Mit Eingabe an die Sbg. Landesregierung vom 21. November 1974 ersuchte er um naturschutzbehördliche Genehmigung eines Zubaues von Betriebsräumen auf den Grundparzellen 1.092/31 und 1.092/32, KG S., zwecks Erzeugung von Winter- und Frühgemüse, zur Verlegung eines bestehenden Torflagerschuppens sowie zur Errichtung einer Hochleistungs-Windkraftanlage.
Diesem Ansuchen wurde mit Bescheid der Sbg. Landesregierung vom 25. August 1975 unter Berufung auf §4 der Verordnung der Sbg. Landesregierung vom 22. August 1973, mit der Teile der Gemeinden Köstendorf, Neumarkt am Wallersee und Seekirchen-Land, politischer Bezirk Salzburg-Umgebung, zum Naturschutzgebiet erklärt werden (Wallersee-Wengermoor-Naturschutzgebiets-Verordnung, künftig: Naturschutzgebiets-Verordnung), LGBl. 108/1973, keine Folge gegeben.
Dieser Bescheid wurde vom VfGH mit Erk. vom 15. Oktober 1976, B337/75 (= VfSlg. 7904/1976) als verfassungswidrig aufgehoben, weil dem Bescheid kein Kollegialbeschluß der Landesregierung zu Grunde lag und der Bescheid somit von einem unzuständigen Organ erlassen worden war.
2. Mit Bescheid vom 9. Feber 1977 hat die Sbg. Landesregierung gemäß §4 der oben genannten Verordnung dem Ansuchen des Beschwerdeführers "um Zulassung einer Ausnahme von dem Verbot" nach §3 dieser Verordnung neuerlich keine Folge gegeben.
Gegen diesen Bescheid richtet sich die vorliegende Beschwerde, in welcher sich der Beschwerdeführer im verfassungsgesetzlich gewährleisteten Recht auf Unversehrtheit des Eigentums verletzt erachtet sowie die Gesetzwidrigkeit der Naturschutzgebiets-Verordnung behauptet.
II. Der VfGH hat erwogen:
1. Die Naturschutzgebiets-Verordnung beruht auf §23 Abs1 litb des Sbg. Naturschutzgesetzes, LGBl. 72/1957. Nach dieser Gesetzesbestimmung kann die Landesregierung durch Verordnung Gebiete zu Teilnaturschutzgebieten erklären, die selten gewordene Pflanzen oder Tierarten beherbergen oder reich an Naturdenkmalen sind. In Abs2 des §23 ist vorgesehen, daß bei der Erklärung zu Naturschutzgebieten auch die raumordnungsmäßigen Belange zu berücksichtigen sind. Abs3 enthält eine Reihe von Ausnahmen vom Verbot eines Eingriffes in die Natur. Gemäß Abs4 ist jeder Eingriff in die Natur mit der Maßgabe untersagt, daß die Landesregierung einzelne Eingriffe gestatten kann, soweit diese dem beabsichtigten Zweck der Schutzmaßnahmen nicht widersprechen und aus volkswirtschaftlichen Interessen erforderlich sind.

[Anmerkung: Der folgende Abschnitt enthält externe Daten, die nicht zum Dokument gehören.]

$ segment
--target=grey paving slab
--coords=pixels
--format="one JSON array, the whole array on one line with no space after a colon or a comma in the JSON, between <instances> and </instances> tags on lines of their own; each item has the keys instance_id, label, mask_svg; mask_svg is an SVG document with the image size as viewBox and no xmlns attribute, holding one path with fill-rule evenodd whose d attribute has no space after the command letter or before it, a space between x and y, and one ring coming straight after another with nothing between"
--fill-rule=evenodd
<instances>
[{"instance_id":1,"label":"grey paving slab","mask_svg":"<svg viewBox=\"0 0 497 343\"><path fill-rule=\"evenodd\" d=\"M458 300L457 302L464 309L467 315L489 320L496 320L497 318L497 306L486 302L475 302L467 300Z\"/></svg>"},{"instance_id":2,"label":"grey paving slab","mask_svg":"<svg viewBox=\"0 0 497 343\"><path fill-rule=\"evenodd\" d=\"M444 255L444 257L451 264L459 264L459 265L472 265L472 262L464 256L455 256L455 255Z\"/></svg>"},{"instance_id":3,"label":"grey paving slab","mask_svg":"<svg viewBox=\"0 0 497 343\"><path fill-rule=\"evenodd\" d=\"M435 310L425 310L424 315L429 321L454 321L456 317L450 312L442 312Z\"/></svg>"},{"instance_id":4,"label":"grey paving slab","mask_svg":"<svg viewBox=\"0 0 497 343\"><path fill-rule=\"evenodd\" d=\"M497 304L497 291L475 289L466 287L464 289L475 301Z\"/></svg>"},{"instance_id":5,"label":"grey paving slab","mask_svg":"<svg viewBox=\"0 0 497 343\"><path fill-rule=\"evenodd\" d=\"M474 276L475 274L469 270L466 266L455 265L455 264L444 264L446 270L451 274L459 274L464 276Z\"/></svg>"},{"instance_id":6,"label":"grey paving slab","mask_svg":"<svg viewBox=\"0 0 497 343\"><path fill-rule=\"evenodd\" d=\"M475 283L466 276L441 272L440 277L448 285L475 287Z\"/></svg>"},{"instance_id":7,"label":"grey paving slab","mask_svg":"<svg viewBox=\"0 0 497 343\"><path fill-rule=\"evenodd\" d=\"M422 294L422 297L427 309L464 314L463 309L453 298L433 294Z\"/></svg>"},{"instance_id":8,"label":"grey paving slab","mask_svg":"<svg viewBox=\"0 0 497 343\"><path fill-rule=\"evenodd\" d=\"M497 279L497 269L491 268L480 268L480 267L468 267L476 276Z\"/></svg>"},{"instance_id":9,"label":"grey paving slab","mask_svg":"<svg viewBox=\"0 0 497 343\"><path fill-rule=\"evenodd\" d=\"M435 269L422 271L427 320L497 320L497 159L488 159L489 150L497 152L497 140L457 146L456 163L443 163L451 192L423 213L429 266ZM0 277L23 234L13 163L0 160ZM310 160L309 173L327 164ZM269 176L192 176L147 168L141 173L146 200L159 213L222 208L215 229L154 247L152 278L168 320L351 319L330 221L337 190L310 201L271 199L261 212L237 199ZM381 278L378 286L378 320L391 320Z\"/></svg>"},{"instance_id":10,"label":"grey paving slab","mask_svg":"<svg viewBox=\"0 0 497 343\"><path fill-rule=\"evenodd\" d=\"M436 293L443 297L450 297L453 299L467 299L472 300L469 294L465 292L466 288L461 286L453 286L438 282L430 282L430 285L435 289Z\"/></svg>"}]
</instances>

Im §4 der Naturschutzgebiets-Verordnung ist in Entsprechung des §23 Abs4 Naturschutzgesetz festgelegt, daß Ausnahmen von den (zahlreichen) Verboten des §3 der Verordnung die Landesregierung auf Ansuchen im Einzelfall zulassen kann, soweit der Eingriff dem beabsichtigten Zweck der Schutzmaßnahmen nicht widerspricht und aus volkswirtschaftlichen Interessen erforderlich ist.
Für die Beurteilung der Frage, ob ein Beschwerdeführer durch die Anwendung einer gesetzwidrigen Verordnung in seinen Rechten verletzt wurde, ist die Rechtslage maßgeblich, die im Zeitpunkt der Erlassung des angefochtenen Bescheides (im vorliegenden Fall am 8. März 1977) bestand (vgl. VfGH 13. 12. 1979 B25/77). Die Hinweise des Beschwerdeführers auf das mit 1. Juli 1978 in Kraft getretene Sbg. Naturschutzgesetz, LGBl. 86/1977, sind daher unbeachtlich.
2. Die im Eigentum des Beschwerdeführers stehenden Grundstücke 1.092/31 und 1.092/32, KG S., liegen, wie sich aus §2 lita der Naturschutzgebiets-Verordnung im Zusammenhang mit den Planunterlagen ergibt, im Teilnaturschutzgebiet am Rand des Hutticher Moores. Sie werden vom Beschwerdeführer landwirtschaftlich genutzt.
a) Der Beschwerdeführer behauptet, die Erklärung dieses Gebietes zum Teilnaturschutzgebiet sei deshalb gesetzwidrig, weil das Hutticher Moor lediglich einige Rehe und Hasen, aber keine seltenen Tiere oder seltenen Pflanzen und nicht ein einziges Naturdenkmal beherberge. Alle Randgebiete des Hutticher Moores würden von Bauern bewirtschaftet. Die Einbeziehung von bewirtschafteten Randgebieten in Naturschutzgebiete sei gesetzlich nicht vorgesehen.
Das Naturschutzgesetz enthält keine Bestimmung, welche verbietet, daß landwirtschaftlich genutzte Flächen in ein Teilnaturschutzgebiet einbezogen werden. Wenn es zur Erreichung des Schutzzweckes erforderlich ist, können bei der Festsetzung der Begrenzung eines Schutzgebietes auch Randgebiete (Randzone) einbezogen werden (vgl. VfSlg. 8418/1978).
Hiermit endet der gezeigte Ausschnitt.